Increase Idea – Militarize border, immigration, and homeland security departments of the government. We have more military folks coming home, and less work for them to do. In the meantime, we have several burning platforms on security. The military has targeted less armed ground forces, which is a direct impact on labor. However, you can place more feet on the street, especially in border states, major port cities, and along our coasts. As we reduce our military assets in foresight lands, keep those people employed by having then do work here on our own soil. We could easily augment security in our own borders. There are 80,000 troops remaining in Afghanistan, and there were over 40,000 in Iraq last year. Not to mention the 248000 out of work Iraq and Afghanistan veterans. We could use some strong experience in protecting and monitoring our own security, and there are certainly plenty of qualified people. Realize by militarizing these departments, Congress has to use the Defense budget to fund the activities, and Defense is one of the largest spending categories. Now, there are not that many border agents – about 20,000. So I am not suggesting multiplying that by 10. However, as a country we have focused our efforts on border security and terrorist activities, and we can change that strategy. Costs to increase these types of security? At G-12 levels, it’s about $65,000 in salary, and probably at least that in equipment and support. So if we augment by 100,000? $13 billion annually. Check out the Iraq / Afghanistan appropriations over the past few years. This is not even a 1% of those costs, and we are keeping many of these SAME people employed.

Decrease Idea – Bring back apprenticeships. Where did they go? About 3MM students graduate from high school in this country each year. Many go to college, some to the military and others to the working world. The college bound and military bound don’t impact short term job growth – but the entering do. We need to slow that pace down. There is a tremendous need for trade work in this country and there is a need for more technology work involving design, programming, and coding. All require training, but actually they require more experience and hours. So let’s get apprenticeships back in vogue. New high school grads go into jobs for skills, earn less money, and they should stay at home to reduce expenses (sorry mom and dad).
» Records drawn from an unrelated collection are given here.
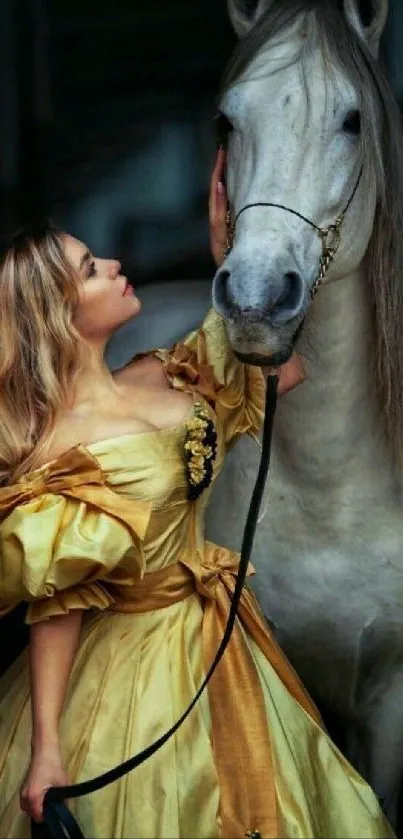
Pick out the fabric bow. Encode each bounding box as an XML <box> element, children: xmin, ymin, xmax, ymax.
<box><xmin>0</xmin><ymin>445</ymin><xmax>151</xmax><ymax>549</ymax></box>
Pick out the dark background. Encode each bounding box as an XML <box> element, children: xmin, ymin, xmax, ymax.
<box><xmin>0</xmin><ymin>0</ymin><xmax>235</xmax><ymax>284</ymax></box>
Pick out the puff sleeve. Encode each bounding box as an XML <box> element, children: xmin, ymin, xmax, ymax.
<box><xmin>0</xmin><ymin>446</ymin><xmax>151</xmax><ymax>623</ymax></box>
<box><xmin>160</xmin><ymin>309</ymin><xmax>265</xmax><ymax>447</ymax></box>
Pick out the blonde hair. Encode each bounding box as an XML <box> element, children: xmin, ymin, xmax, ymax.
<box><xmin>0</xmin><ymin>223</ymin><xmax>82</xmax><ymax>484</ymax></box>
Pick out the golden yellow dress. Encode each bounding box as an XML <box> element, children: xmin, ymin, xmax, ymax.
<box><xmin>0</xmin><ymin>312</ymin><xmax>394</xmax><ymax>839</ymax></box>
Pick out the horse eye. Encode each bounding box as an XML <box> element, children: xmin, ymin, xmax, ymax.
<box><xmin>343</xmin><ymin>111</ymin><xmax>361</xmax><ymax>137</ymax></box>
<box><xmin>215</xmin><ymin>111</ymin><xmax>234</xmax><ymax>148</ymax></box>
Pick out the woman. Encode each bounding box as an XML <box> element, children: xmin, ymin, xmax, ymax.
<box><xmin>0</xmin><ymin>154</ymin><xmax>393</xmax><ymax>839</ymax></box>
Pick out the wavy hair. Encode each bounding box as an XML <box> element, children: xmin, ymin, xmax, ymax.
<box><xmin>0</xmin><ymin>222</ymin><xmax>82</xmax><ymax>484</ymax></box>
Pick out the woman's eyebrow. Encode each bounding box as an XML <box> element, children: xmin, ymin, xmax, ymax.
<box><xmin>80</xmin><ymin>251</ymin><xmax>91</xmax><ymax>271</ymax></box>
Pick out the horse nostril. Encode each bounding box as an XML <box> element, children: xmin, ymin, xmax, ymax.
<box><xmin>214</xmin><ymin>269</ymin><xmax>231</xmax><ymax>311</ymax></box>
<box><xmin>270</xmin><ymin>271</ymin><xmax>303</xmax><ymax>322</ymax></box>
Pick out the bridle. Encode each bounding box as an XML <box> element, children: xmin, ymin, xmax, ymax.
<box><xmin>224</xmin><ymin>168</ymin><xmax>363</xmax><ymax>300</ymax></box>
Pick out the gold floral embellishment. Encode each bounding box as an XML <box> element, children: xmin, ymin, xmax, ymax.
<box><xmin>185</xmin><ymin>402</ymin><xmax>217</xmax><ymax>501</ymax></box>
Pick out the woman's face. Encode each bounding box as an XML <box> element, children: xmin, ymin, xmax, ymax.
<box><xmin>63</xmin><ymin>234</ymin><xmax>141</xmax><ymax>342</ymax></box>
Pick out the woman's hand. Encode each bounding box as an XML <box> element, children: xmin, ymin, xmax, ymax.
<box><xmin>20</xmin><ymin>746</ymin><xmax>69</xmax><ymax>822</ymax></box>
<box><xmin>209</xmin><ymin>148</ymin><xmax>305</xmax><ymax>396</ymax></box>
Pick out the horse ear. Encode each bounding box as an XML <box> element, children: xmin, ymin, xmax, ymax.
<box><xmin>227</xmin><ymin>0</ymin><xmax>273</xmax><ymax>38</ymax></box>
<box><xmin>344</xmin><ymin>0</ymin><xmax>389</xmax><ymax>58</ymax></box>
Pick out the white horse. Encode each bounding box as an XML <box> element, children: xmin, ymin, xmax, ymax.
<box><xmin>111</xmin><ymin>0</ymin><xmax>403</xmax><ymax>821</ymax></box>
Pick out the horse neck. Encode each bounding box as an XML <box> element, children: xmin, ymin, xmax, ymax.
<box><xmin>276</xmin><ymin>263</ymin><xmax>393</xmax><ymax>497</ymax></box>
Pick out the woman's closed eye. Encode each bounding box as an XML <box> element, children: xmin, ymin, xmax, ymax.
<box><xmin>87</xmin><ymin>260</ymin><xmax>97</xmax><ymax>277</ymax></box>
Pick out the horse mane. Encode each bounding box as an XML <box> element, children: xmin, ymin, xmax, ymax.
<box><xmin>220</xmin><ymin>0</ymin><xmax>403</xmax><ymax>469</ymax></box>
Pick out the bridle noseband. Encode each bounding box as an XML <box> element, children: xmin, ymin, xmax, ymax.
<box><xmin>224</xmin><ymin>169</ymin><xmax>363</xmax><ymax>300</ymax></box>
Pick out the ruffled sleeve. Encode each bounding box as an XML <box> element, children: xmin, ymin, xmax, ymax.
<box><xmin>0</xmin><ymin>447</ymin><xmax>150</xmax><ymax>623</ymax></box>
<box><xmin>157</xmin><ymin>309</ymin><xmax>265</xmax><ymax>447</ymax></box>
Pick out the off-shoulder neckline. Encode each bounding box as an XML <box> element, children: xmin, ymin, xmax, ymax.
<box><xmin>23</xmin><ymin>394</ymin><xmax>204</xmax><ymax>477</ymax></box>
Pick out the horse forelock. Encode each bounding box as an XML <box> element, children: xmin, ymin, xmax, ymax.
<box><xmin>219</xmin><ymin>0</ymin><xmax>403</xmax><ymax>467</ymax></box>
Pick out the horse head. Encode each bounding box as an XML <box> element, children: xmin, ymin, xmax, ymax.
<box><xmin>213</xmin><ymin>0</ymin><xmax>387</xmax><ymax>363</ymax></box>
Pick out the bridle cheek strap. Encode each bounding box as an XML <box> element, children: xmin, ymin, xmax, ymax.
<box><xmin>224</xmin><ymin>168</ymin><xmax>363</xmax><ymax>299</ymax></box>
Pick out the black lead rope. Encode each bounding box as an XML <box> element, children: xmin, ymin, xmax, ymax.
<box><xmin>31</xmin><ymin>375</ymin><xmax>278</xmax><ymax>839</ymax></box>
After a few years, these employees start their own businesses, get experienced level jobs, and are earning some serious money – usually north of $75,000 a year. They will likely have no debt, and serious coin in the bank (if they are responsible). We now have thousands of 22 to 23 year olds with 4 years experience in a trade with real skills, no debt, and making good money. There are obvious social wins here too. In addition, this actually ADDS jobs to the marketplace. The pay is so low that many people who are already in the trades won’t compete for these jobs, and they are easier to afford than traditional entry level jobs.